Un grand nombre de travaux a été mené avec les inhibiteurs PD1/PDL1 dans les tumeurs épidermoïdes des voies aérodigestives supérieures. Présentés à l’ASCO et à l’ESMO en 2017, ils montrent l’intérêt porté aujourd’hui par la communauté scientifique à cette pathologie au mauvais pronostic. Les résultats sont très prometteurs, mais de nombreuses pistes restent encore à explorer.
Certaines études ont permis d’actualiser la place des anti PD1/anti-PDL1 dans ces cancers ORL. Les premiers résultats de l’étude ChekMate 141 avaient créé l’évènement en 2016 en démontrant la supériorité du nivolumab en seconde ligne dans un essai de phase III en termes de survie globale versus le traitement standard par chimiothérapie classique.
Les bénéfices du nivolumab ont été confirmés en 2017 avec une médiane de survie globale de 7,7 mois pour les patients du groupe nivolumab versus 5,1 mois pour le groupe sous chimiothérapie standard et des survies à 18 mois respectivement de 21,5 % dans le bras nivolumab versus 8,3 % dans le groupe chimiothérapie classique.
Encore des limites
Certains patients, chez lesquels une progression tumorale sous nivolumab a été objectivée au scanner, bénéficiaient paradoxalement de la poursuite du nivolumab, permettant alors une médiane de survie de 12,7 mois. Ces phénomènes de progression pouvant d’ailleurs être suivies de phases de régression a précisé le Dr Jérôme Fayette (Centre Léon Bérard, Lyon). Il est important de définir des biomarqueurs dans des essais prospectifs contrôlés qui permettraient d’identifier ces patients bénéficiant de la poursuite de l’immunothérapie malgré une progression au scanner de ceux au contraire présentant une hyperprogression sous immunothérapie, phénomène encore discuté mais dangereux, et qui ne devraient pas en recevoir.

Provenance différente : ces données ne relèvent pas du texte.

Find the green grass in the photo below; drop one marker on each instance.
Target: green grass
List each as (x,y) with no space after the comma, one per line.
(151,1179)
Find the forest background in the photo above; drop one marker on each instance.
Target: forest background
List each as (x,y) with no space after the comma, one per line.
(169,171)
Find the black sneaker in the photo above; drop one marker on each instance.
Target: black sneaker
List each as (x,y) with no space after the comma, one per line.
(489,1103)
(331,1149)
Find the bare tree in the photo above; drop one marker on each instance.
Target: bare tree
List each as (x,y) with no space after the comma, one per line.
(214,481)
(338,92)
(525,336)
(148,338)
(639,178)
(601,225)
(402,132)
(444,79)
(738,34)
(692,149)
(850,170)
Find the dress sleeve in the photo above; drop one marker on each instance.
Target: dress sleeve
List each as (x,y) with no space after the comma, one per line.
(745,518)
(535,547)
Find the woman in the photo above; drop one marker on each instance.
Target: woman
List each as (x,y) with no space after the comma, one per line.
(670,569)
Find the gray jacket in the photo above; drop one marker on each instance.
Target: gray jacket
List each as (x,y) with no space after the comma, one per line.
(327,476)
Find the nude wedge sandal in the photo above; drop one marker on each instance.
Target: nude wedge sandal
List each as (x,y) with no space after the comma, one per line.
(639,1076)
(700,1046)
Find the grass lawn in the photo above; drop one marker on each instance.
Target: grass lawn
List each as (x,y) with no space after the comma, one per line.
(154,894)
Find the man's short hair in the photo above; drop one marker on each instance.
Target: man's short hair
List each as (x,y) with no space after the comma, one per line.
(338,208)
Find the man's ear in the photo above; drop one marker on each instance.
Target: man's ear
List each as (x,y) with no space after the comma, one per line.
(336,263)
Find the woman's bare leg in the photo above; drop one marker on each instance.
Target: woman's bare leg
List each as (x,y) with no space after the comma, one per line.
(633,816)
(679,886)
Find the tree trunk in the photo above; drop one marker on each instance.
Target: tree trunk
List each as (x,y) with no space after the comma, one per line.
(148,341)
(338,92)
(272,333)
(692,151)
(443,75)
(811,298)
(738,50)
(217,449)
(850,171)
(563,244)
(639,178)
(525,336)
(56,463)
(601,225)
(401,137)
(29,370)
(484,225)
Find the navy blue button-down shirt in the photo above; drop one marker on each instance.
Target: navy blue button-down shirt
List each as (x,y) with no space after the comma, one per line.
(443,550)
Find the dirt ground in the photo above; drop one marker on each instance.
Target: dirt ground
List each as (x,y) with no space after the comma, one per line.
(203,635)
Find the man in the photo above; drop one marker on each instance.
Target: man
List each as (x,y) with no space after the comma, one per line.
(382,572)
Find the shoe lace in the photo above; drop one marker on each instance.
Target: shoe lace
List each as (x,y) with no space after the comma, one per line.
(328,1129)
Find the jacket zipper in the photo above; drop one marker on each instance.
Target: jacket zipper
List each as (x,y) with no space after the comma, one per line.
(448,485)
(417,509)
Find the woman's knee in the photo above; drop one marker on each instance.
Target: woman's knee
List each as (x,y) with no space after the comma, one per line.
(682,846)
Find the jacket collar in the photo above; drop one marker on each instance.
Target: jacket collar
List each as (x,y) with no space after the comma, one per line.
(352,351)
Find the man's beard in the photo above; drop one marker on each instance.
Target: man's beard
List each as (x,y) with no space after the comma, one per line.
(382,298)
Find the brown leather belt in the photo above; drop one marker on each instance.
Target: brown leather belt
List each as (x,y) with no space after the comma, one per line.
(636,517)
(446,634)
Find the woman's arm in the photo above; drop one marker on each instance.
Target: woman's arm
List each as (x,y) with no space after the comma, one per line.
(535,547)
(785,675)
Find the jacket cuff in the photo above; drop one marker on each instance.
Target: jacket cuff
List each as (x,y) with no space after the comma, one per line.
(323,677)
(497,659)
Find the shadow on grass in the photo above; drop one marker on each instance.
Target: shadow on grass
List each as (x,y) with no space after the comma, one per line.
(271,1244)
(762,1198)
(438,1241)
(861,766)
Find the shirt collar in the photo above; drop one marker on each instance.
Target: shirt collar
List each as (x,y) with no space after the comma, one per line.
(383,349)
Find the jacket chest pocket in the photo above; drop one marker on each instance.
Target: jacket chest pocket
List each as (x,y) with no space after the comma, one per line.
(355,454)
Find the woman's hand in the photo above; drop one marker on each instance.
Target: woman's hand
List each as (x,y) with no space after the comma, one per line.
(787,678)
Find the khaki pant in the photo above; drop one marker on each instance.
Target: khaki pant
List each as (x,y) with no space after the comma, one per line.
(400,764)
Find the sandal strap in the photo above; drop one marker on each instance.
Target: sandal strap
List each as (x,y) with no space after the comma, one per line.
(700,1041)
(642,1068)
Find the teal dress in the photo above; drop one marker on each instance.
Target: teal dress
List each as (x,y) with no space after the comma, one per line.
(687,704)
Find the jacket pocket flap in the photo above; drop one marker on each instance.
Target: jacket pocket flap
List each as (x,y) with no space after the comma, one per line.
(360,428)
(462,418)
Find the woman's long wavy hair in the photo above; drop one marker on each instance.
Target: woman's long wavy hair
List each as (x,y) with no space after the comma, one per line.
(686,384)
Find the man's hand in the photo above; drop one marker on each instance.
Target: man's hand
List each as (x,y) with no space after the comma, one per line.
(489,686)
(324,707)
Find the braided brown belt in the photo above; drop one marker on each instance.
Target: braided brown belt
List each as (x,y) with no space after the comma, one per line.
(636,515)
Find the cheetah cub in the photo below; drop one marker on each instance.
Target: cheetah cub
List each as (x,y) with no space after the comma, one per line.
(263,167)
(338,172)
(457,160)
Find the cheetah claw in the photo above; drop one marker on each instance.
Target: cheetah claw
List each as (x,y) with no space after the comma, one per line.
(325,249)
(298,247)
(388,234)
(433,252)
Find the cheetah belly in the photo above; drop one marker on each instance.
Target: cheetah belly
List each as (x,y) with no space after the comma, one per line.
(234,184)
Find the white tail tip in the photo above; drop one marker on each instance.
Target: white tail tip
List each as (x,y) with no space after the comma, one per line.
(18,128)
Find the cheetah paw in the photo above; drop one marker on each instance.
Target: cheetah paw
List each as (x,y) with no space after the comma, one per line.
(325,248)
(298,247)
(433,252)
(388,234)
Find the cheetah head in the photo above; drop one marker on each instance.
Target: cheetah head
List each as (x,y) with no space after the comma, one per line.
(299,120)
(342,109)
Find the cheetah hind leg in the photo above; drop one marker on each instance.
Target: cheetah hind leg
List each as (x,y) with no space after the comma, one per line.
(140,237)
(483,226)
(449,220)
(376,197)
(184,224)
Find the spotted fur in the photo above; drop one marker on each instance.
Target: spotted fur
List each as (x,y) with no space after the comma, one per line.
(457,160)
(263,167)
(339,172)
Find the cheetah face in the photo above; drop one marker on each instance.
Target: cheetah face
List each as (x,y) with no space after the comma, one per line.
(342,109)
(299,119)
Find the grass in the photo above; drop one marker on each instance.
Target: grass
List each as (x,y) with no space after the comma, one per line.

La controverse a aussi été suscitée par l’étude Keynote 040 qui a testé le pembrolizumab en deuxième ligne versus un traitement standard chez des patients ayant déjà reçu une chimiothérapie pour un carcinome épidermoïde de la tête et du cou récidivant ou métastatique. Cette étude a été considérée comme cliniquement positive par certains spécialistes dont le Dr Jérôme Fayette même si l’objectif principal, la survie globale, n’a pas été atteint (essentiellement sur des considérations statistiques). Les pro-Keynote mettent davantage en valeur les bénéfices de la survie à 12 mois observée chez 37 % des patients sous pembrolizumab contre 27 % dans le bras chimiothérapie.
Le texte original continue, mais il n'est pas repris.